Perfect form from skiing legend Trygve Berge at Keystone Resort. Berge, a former Olympian and Norwegian downhill champion, helped open Breckenridge Resort in the '60s.
Casey Day / Special to the Daily

Editor’s note: Readers are invited to nominate their all-time favorite Summit County athletes for Peak Performers: The Mount Rushmore of Summit County athletes. To make a nomination, visit SummitDaily.com/peakperformers. Voting begins Feb. 23.

Nominee: Trygve Berge
Sport: Alpine skiing

It’s safe to say Summit County’s skiing community would not be the iconic place and culture it is without Berge. Before he arrived in Summit County and helped to found Breckenridge Ski Resort, Berge was a champion downhiller for Norway, racing for the country at the 1956 Winter Olympics in Cortina d’Ampezzo, Italy.



A few short years after the Olympics, Berge made his way to the Rocky Mountains of Colorado where he’d find his future home: Breckenridge. Working with Kansan Bill Rounds and fellow Norwegian Olympic downhiller Sigurd Rockne, Berge was a mainstay in helping the Peak 8 Ski Area and the town of Breckenridge (a sleepy mining town of fewer than a few hundred people in 1960) grow to the internationally-recognized resort destination it is today.

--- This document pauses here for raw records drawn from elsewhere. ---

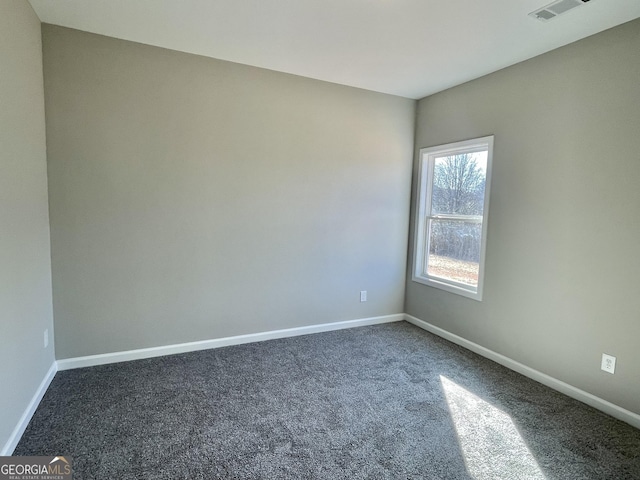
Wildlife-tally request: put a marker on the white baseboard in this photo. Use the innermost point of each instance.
(13, 440)
(102, 359)
(585, 397)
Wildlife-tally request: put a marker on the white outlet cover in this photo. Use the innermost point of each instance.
(608, 363)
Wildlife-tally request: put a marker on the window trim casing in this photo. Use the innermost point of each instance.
(426, 163)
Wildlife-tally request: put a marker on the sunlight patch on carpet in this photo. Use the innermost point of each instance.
(490, 442)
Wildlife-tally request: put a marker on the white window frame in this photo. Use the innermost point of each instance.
(427, 158)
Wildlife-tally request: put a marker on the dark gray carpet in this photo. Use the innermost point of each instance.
(388, 401)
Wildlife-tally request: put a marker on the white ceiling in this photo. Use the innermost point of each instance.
(410, 48)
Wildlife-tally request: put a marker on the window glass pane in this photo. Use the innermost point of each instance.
(459, 183)
(454, 250)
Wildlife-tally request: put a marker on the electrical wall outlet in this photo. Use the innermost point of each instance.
(608, 363)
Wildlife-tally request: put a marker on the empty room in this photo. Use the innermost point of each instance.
(320, 239)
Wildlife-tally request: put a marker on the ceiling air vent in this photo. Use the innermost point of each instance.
(556, 8)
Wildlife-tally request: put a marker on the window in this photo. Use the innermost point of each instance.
(451, 226)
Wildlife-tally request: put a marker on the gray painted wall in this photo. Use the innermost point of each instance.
(193, 199)
(25, 266)
(563, 259)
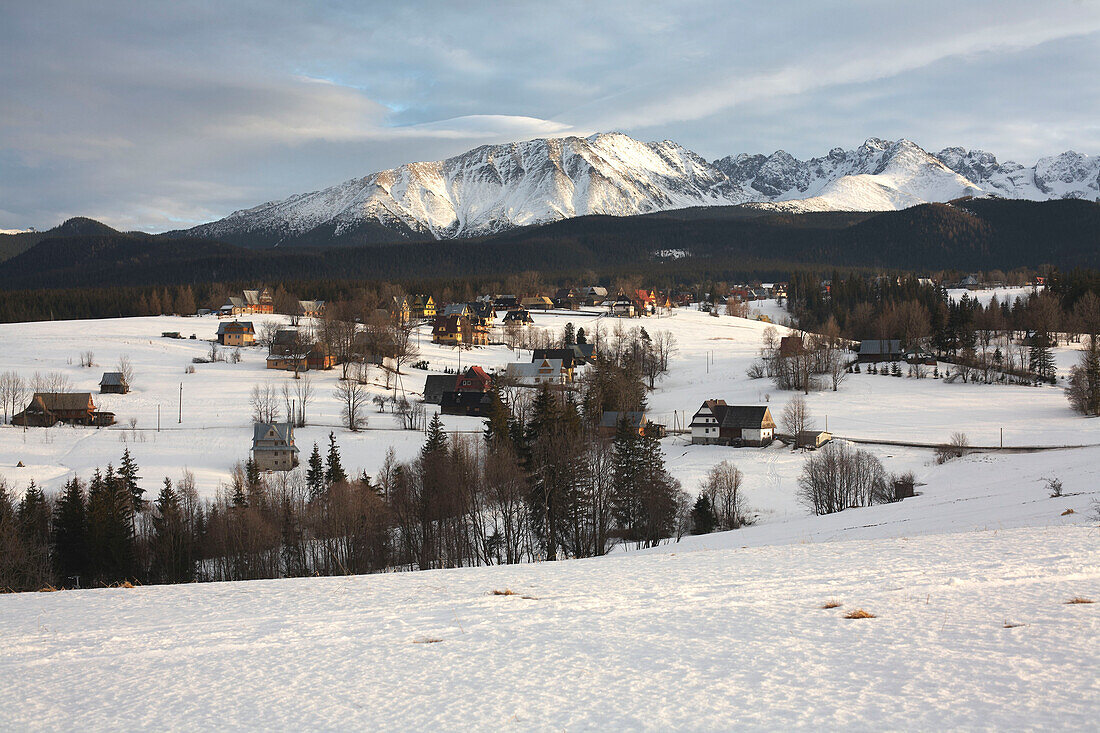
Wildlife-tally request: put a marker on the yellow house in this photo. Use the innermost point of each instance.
(238, 332)
(424, 306)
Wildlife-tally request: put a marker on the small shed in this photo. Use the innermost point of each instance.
(113, 383)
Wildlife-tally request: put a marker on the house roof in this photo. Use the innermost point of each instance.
(282, 439)
(519, 315)
(235, 326)
(521, 370)
(611, 418)
(112, 379)
(738, 416)
(879, 346)
(63, 402)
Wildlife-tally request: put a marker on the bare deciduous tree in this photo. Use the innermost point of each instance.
(795, 417)
(353, 401)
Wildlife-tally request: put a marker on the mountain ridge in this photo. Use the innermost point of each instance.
(494, 188)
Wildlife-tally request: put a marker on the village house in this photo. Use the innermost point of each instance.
(519, 316)
(399, 310)
(311, 308)
(637, 422)
(455, 330)
(716, 423)
(259, 301)
(48, 408)
(273, 447)
(876, 350)
(468, 393)
(812, 439)
(435, 385)
(623, 307)
(538, 303)
(113, 383)
(545, 371)
(424, 307)
(237, 332)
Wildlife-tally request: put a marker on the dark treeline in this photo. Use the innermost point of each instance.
(967, 234)
(541, 483)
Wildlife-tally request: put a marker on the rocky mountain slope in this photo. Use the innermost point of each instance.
(499, 187)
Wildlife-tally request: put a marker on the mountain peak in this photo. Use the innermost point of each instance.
(495, 187)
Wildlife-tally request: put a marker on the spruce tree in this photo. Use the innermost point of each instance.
(315, 474)
(172, 553)
(70, 536)
(333, 471)
(436, 441)
(702, 516)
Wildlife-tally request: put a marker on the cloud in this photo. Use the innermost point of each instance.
(160, 115)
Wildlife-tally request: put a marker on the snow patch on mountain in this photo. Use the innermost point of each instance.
(498, 187)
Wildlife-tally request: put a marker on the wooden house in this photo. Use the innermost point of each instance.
(311, 308)
(435, 385)
(812, 439)
(113, 383)
(259, 301)
(399, 310)
(237, 332)
(716, 423)
(519, 316)
(48, 408)
(273, 447)
(537, 303)
(546, 371)
(876, 350)
(424, 307)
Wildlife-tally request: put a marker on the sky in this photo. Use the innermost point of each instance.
(158, 116)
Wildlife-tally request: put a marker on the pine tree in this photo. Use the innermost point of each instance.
(172, 554)
(436, 441)
(315, 474)
(702, 516)
(333, 471)
(128, 477)
(110, 527)
(70, 535)
(498, 424)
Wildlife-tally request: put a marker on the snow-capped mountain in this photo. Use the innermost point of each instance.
(498, 187)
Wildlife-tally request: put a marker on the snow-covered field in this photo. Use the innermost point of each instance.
(714, 632)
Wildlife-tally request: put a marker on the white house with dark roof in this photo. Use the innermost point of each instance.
(273, 447)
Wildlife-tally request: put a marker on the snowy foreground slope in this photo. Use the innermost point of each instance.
(730, 638)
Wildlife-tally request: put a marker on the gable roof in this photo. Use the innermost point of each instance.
(282, 439)
(870, 347)
(751, 417)
(611, 418)
(235, 326)
(64, 402)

Along the way, Berge, along with Rockne started Breckenridge’s ski school. In 1961, it started with just 13 pairs of rental skis. Nearly 50 years later, the legacy of the Peak 8 ski school can be seen across the five in-bounds Tenmile Range peaks at the resort.



For years Berge served as the director of ski school at Breckenridge, but his direct influence on Summit County winter sports isn’t limited to Alpine skiing. Posters can still be found across the county of Berge’s front-flip off a self-made jump in front of the Bergenhof lodge at the base of Peak 8 which can now be seen as a sign of things to come in terms of freestyle skiing’s role at Breckenridge and across Summit County. In 1984 Breckenridge became the first ski resort in the state to welcome snowboarders, a move Berge said helped to save the ski industry.

Six decades after he first came to Breckenridge, Berge, now 87, still skis with the same smile at the resort he helped found. Last June — on the latest closing day ever at Breckenridge — he could be seen skiing off the Independence SuperChair at tree line on the resort’s Peak 7, just a short ski north along the Tenmile Range from where he, Rockne and Rounds toasted in 1960.